Large Language Models Meet Virtual Cell: A Survey
Krinos Li, Xianglu Xiao, Shenglong Deng, Lucas He, Zijun Zhong, Yuanjie Zou, Zhonghao Zhan, Zheng Hui, Weiye Bao, Guang Yang
TL;DR
The surveyed work addresses how to make cellular modeling scalable and trustworthy by unifying LLMs under two paradigms: Oracles that directly model cellular states and Agents that orchestrate experiments and analyses. It catalogs diverse architectures and modalities—from DNA/RNA/protein sequence modeling to multi‑omics fusion and text grounding—along with datasets and benchmarks for cellular representation, perturbation prediction, and gene regulation inference.

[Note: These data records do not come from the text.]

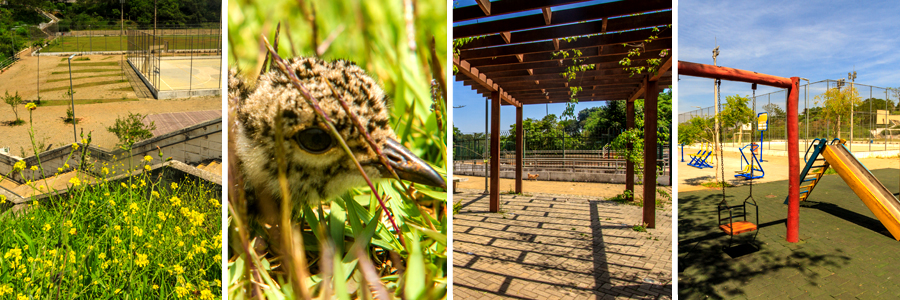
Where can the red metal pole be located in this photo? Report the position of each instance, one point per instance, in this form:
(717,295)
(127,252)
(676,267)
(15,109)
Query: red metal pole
(725,73)
(793,140)
(519,149)
(495,152)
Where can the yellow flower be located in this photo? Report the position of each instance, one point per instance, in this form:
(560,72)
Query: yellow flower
(206,295)
(20,165)
(181,291)
(142,260)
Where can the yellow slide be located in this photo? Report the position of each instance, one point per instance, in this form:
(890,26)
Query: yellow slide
(879,199)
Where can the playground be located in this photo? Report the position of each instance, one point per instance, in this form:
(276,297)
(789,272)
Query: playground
(795,232)
(843,250)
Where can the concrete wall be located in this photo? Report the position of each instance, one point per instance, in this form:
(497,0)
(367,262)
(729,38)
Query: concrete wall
(192,145)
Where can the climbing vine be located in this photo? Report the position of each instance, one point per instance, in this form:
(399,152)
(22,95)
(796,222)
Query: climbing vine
(635,51)
(458,43)
(571,73)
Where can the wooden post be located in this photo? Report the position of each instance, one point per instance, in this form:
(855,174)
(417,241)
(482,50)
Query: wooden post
(520,143)
(629,166)
(651,93)
(495,152)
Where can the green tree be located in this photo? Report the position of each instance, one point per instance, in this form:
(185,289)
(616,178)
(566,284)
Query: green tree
(131,129)
(836,104)
(14,101)
(736,112)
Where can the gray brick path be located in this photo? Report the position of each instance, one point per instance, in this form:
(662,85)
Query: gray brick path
(558,247)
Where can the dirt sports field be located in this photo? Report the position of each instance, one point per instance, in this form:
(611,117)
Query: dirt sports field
(101,95)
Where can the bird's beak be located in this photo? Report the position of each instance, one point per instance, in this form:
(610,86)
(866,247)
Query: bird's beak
(410,167)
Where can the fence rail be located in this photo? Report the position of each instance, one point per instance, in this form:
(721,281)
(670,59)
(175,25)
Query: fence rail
(875,119)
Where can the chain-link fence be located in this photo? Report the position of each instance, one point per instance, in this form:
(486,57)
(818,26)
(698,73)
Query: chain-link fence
(112,37)
(875,117)
(172,61)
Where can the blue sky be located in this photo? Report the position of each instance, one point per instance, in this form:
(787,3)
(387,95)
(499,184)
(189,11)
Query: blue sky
(471,117)
(817,41)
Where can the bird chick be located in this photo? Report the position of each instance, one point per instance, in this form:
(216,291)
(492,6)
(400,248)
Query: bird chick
(317,166)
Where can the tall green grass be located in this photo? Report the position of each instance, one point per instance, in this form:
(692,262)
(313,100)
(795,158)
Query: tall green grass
(132,237)
(349,240)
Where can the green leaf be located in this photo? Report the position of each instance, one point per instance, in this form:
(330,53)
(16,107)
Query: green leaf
(415,270)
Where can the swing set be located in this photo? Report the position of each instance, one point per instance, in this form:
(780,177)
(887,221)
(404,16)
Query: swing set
(733,219)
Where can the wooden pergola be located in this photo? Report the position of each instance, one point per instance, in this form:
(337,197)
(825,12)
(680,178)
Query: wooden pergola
(512,62)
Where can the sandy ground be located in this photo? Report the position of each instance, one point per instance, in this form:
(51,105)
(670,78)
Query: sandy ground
(48,120)
(590,189)
(22,78)
(49,125)
(775,167)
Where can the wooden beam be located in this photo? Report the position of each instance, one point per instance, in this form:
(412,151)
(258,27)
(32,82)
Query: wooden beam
(520,149)
(495,153)
(560,17)
(489,66)
(505,35)
(636,94)
(665,42)
(485,6)
(506,7)
(650,113)
(662,69)
(472,73)
(547,15)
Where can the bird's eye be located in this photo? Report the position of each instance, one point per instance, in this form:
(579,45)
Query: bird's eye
(314,140)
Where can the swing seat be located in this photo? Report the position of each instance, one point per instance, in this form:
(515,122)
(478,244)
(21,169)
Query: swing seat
(737,227)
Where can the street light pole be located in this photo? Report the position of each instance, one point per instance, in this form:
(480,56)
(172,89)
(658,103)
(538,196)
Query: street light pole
(72,95)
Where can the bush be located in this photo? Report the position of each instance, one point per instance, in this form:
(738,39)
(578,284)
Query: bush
(14,101)
(131,129)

Key contributions include a cohesive taxonomy, a synthesis of datasets (e.g., CELLxGENE, Tabula Sapiens, JUMP‑Cell Painting), evaluation metrics, and a roadmap highlighting scalability, generalizability, and interpretability challenges. The work emphasizes practical impact for drug discovery and personalized medicine by outlining next‑generation AI workflows that couple robust grounding with autonomous scientific exploration.
Abstract
Large language models (LLMs) are transforming cellular biology by enabling the development of "virtual cells"--computational systems that represent, predict, and reason about cellular states and behaviors. This work provides a comprehensive review of LLMs for virtual cell modeling. We propose a unified taxonomy that organizes existing methods into two paradigms: LLMs as Oracles, for direct cellular modeling, and LLMs as Agents, for orchestrating complex scientific tasks. We identify three core tasks--cellular representation, perturbation prediction, and gene regulation inference--and review their associated models, datasets, evaluation benchmarks, as well as the critical challenges in scalability, generalizability, and interpretability.